The Symposium seeks to bring together scholars, students, and professional musicians interested in historical performance, providing a forum in which they can exchange ideas and experiment with them in practice. In this way, scholars can help professional performers to engage practically with the latest research, while performers can help to refine, or even redefine the scholar’s research questions. To this end, the Symposium committee especially encourages submissions that deal with the historical evidence in experimental ways. We invite proposals for individual papers of between 20 and 40 minutes length, or presentations with a strong practical component (e.g. lecture recitals) of up to 40 minutes in length. In addition to these presentations, the Symposium will include workshops devoted to individual movements from Brahms’s sonatas and chamber music.

The official language of the symposium is English.

Every proposal must include:

• Name

• Email address

• Affiliation, if applicable

• For presentations: Title of paper/presentation including repertoire to be examined where applicable, Abstract of c. 300 words

• For workshops: instrument/ensemble, list of repertoire you’d be willing to play

• Short Biography/CV 150 words

• Technical/Audio Visual Requirements

Two nineteenth-century Erard grand pianos (1855 and 1878) and a modern Steinway grand will be available.

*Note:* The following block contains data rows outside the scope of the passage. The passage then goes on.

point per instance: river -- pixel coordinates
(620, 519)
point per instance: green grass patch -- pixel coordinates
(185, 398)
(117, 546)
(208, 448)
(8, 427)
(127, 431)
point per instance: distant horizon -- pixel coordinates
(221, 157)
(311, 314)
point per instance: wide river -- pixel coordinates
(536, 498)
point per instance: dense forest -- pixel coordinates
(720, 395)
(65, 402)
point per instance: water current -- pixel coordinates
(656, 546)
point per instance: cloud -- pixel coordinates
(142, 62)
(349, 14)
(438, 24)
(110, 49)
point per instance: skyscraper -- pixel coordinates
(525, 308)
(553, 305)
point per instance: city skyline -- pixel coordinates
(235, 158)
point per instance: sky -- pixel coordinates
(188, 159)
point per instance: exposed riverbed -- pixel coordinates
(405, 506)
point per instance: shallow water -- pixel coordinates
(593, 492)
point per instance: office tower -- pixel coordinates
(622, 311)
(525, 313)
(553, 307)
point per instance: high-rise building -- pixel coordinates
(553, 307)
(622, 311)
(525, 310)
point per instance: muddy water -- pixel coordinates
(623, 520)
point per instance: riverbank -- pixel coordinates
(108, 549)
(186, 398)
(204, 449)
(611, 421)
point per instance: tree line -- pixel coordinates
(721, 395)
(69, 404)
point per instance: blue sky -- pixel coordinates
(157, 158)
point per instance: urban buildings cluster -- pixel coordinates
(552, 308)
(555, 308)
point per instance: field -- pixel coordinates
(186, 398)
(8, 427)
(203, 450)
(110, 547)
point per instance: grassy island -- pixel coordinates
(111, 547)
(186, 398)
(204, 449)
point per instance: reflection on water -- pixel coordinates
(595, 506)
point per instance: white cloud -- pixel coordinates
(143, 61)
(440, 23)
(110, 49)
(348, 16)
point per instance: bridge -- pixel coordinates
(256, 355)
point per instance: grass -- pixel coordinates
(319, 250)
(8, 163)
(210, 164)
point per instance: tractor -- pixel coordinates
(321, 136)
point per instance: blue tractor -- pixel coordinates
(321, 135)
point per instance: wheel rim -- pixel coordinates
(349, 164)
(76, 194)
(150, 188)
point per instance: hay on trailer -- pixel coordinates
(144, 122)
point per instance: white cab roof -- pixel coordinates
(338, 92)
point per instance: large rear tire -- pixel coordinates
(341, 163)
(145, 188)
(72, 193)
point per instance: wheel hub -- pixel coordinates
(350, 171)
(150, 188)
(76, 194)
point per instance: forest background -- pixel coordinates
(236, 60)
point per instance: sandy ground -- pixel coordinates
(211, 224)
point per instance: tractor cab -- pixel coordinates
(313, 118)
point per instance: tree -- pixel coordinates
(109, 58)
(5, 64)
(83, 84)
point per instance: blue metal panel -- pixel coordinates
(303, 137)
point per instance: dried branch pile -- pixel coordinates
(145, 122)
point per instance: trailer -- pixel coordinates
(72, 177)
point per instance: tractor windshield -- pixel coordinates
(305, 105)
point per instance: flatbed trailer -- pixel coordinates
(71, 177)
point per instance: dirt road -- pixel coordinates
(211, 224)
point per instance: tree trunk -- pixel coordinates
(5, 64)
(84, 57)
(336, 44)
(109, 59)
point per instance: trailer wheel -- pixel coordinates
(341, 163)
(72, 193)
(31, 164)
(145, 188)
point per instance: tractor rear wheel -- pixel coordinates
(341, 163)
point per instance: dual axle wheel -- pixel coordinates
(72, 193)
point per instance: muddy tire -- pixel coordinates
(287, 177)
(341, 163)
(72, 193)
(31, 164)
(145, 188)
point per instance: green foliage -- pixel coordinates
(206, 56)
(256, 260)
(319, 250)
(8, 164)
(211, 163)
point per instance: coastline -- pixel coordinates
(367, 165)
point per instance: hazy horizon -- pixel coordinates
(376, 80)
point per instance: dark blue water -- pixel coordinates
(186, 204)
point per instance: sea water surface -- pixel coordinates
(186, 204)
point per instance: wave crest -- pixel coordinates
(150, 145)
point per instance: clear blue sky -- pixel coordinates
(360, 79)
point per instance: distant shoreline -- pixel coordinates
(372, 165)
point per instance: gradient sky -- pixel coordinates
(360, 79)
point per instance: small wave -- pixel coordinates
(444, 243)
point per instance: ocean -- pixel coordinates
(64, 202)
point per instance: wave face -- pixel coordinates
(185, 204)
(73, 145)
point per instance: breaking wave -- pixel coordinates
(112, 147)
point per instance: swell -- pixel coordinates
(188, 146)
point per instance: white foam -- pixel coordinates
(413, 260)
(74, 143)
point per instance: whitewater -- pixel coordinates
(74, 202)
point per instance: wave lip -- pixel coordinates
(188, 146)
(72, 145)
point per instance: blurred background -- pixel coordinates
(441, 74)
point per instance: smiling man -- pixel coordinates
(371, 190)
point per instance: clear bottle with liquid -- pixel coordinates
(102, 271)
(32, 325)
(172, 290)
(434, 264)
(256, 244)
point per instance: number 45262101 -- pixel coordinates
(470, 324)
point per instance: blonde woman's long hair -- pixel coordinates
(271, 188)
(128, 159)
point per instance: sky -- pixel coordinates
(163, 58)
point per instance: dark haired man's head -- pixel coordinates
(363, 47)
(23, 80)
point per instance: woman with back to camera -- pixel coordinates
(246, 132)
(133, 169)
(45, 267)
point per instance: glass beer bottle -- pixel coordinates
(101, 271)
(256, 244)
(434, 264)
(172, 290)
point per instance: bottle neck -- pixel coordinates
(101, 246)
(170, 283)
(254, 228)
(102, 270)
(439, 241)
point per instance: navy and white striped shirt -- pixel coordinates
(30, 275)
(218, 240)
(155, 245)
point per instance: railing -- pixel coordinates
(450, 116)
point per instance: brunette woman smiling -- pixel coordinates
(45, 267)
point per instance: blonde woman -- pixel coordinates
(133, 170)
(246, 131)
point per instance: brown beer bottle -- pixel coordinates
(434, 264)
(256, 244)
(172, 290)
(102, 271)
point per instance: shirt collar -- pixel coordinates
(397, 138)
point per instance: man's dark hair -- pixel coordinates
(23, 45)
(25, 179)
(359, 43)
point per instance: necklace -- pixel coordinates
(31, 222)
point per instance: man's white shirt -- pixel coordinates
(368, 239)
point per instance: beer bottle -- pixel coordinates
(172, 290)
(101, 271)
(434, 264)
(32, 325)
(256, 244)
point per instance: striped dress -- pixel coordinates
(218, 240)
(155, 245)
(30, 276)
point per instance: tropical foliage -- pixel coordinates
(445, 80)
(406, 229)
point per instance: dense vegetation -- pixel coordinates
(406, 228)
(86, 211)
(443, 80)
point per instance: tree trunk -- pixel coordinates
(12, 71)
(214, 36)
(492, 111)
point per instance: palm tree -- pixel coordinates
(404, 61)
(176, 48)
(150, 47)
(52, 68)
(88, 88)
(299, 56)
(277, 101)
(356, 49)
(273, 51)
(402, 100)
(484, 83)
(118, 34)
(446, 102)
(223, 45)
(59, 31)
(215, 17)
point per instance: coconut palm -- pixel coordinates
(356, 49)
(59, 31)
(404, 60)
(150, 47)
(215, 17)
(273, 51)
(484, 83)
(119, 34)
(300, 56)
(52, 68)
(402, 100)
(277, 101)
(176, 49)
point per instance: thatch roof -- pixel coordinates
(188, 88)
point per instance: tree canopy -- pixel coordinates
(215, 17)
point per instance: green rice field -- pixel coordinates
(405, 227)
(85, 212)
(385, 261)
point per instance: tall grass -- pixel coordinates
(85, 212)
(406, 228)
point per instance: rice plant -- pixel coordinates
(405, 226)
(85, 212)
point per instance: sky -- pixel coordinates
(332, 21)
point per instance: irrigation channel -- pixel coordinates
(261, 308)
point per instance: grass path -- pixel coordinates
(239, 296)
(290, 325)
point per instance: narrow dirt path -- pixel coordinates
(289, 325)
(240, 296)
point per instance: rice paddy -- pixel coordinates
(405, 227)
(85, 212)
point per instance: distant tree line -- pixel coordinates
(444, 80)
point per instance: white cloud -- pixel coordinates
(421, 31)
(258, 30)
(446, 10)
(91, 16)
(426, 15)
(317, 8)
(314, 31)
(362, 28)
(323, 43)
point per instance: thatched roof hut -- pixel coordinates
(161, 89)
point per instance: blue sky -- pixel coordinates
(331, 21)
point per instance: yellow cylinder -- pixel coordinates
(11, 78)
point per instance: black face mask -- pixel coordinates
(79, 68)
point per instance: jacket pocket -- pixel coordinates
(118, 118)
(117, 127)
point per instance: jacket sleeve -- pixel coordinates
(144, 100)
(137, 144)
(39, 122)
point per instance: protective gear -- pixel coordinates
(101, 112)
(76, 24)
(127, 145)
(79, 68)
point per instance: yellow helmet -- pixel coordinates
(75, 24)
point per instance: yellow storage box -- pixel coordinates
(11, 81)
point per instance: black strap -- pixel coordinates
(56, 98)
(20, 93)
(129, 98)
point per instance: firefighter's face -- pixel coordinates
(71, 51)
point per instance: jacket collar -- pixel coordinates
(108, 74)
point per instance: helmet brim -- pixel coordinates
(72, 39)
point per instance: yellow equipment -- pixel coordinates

Proposals must be submitted by email to Professor Clive Brown ( by January 15, 2015. Emails must have the subject line “Performing Brahms Symposium.”

Proposals will be considered by the conference committee (Clive Brown, Kate Haynes, and Neal Peres Da Costa) and successful proposers will be notified by January 31, 2015.

Registration: Those attending the Symposium must register by April 30, 2015.

The Symposium is open to observers not giving papers / presentations.

There is no cost for attending the Symposium but attendees will be responsible for their own accommodation and subsistence. There will be a charge for the Symposium dinner.

Further practical details about the Symposium, including suggested accommodation and travel, will be available on the Symposium webpage soon.